Ganoderma lucidum (G. lucidum), has been documented as a medicinal herb in classical texts and officially recognized in both Eastern and Western pharmacopeias. G. lucidum spore oil (GLSO), a lipid substance extracted from sporoderm-broken spores, has shown potential in enhancing immune function and prolonging the survival of tumor patients. However, the mechanisms underlying GLSO's immunomodulatory effects remain poorly unknown.

METHODS

The effect of psychological stress on tumor progression and macrophage phagocytosis was analyzed by an in vivo small animal imaging system and flow cytometry. The effect of psychological stress on phospholipid composition in mice was investigated by LC-MS/MS based lipidomic analysis. The effectiveness of GLSO in tumor-bearing mice subjected to restraint stress was observed by tumor burden and phagocytosis of macrophages. Finally, the underlying mechanism of GLSO on macrophage phagocytosis in mice subjected to psychological stress was explored by RNA-seq, and the FcγR/SYK-mediated macrophage phagocytosis pathway was confirmed by qPCR, Western blotting, and confocal laser technology.

RESULTS

Our study discovered that psychological stress-triggered tumor progression is contributed to by liposoluble components-impaired macrophage phagocytosis.
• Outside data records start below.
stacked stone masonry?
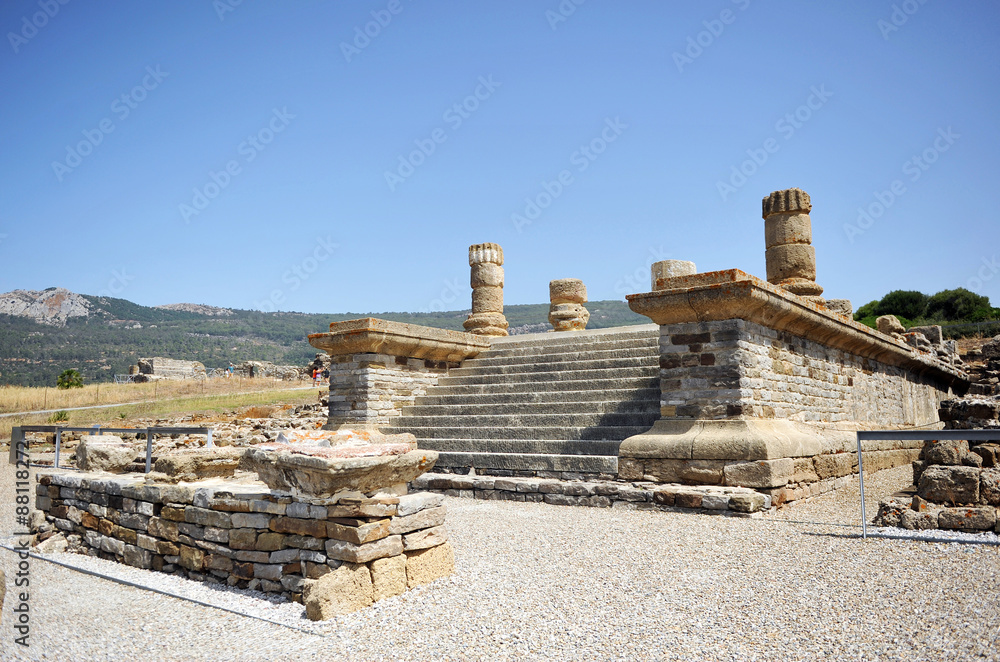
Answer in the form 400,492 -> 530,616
874,440 -> 1000,533
660,320 -> 948,427
328,353 -> 457,427
413,474 -> 772,517
36,472 -> 454,618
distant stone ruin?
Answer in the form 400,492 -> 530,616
129,356 -> 208,382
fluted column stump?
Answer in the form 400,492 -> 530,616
463,244 -> 508,336
549,278 -> 590,331
763,188 -> 825,305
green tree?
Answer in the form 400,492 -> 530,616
873,290 -> 928,320
927,287 -> 993,321
56,368 -> 83,388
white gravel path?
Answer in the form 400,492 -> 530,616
0,469 -> 1000,660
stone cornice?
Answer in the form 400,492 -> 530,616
309,317 -> 490,362
625,269 -> 969,388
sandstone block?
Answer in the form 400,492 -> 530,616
396,492 -> 444,517
924,439 -> 969,466
938,506 -> 996,531
326,519 -> 389,545
403,526 -> 448,552
723,457 -> 795,487
326,535 -> 403,563
406,542 -> 455,588
302,563 -> 375,621
180,545 -> 205,572
917,465 -> 981,505
369,554 -> 406,602
389,506 -> 448,535
899,510 -> 940,531
76,434 -> 139,473
979,469 -> 1000,506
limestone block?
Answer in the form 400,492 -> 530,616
472,287 -> 503,314
923,439 -> 968,466
649,260 -> 698,292
826,299 -> 854,319
389,506 -> 448,535
813,453 -> 858,479
723,457 -> 795,487
76,434 -> 139,473
403,526 -> 448,552
326,519 -> 389,545
938,506 -> 996,531
549,278 -> 587,303
549,303 -> 590,331
917,465 -> 981,505
875,315 -> 906,336
368,554 -> 406,602
302,563 -> 375,621
764,214 -> 812,248
396,492 -> 444,517
469,262 -> 503,289
764,244 -> 822,284
406,542 -> 455,588
326,535 -> 403,563
899,509 -> 941,531
979,469 -> 1000,506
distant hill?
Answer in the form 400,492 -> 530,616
0,288 -> 649,386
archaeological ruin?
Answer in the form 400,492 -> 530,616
27,189 -> 1000,619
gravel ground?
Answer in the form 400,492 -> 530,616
0,465 -> 1000,660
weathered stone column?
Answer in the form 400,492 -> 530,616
649,260 -> 698,292
763,188 -> 825,304
549,278 -> 590,331
463,244 -> 508,336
Lipidomics analysis further identified lysophosphatidylinositol [LPI (18:0)] as a key factor suppressing macrophage phagocytic capacity under psychological stress. GLSO was shown to mitigate psychological stress-evoked tumor progression by enhancing macrophage-mediated phagocytosis of tumor cells in vivo. Mechanistically, transcriptomics analysis revealed that the LPI-mediated FcγR phagocytosis pathway is a crucial axis driving the therapeutic effect of GLSO under psychological stress.

CONCLUSION

Our findings illustrate that psychological stress-promoted cancer progression is contributed by the critical liposoluble components LPI (18:0)-mediated FcγR phagocytosis signaling inhibition. GLSO alleviates the dampened phagocytosis of macrophages caused by stress through regulating LPI/FcγR-mediated phagocytosis-related pathways, underscoring its potential as a therapeutic intervention for stress-related tumor progression.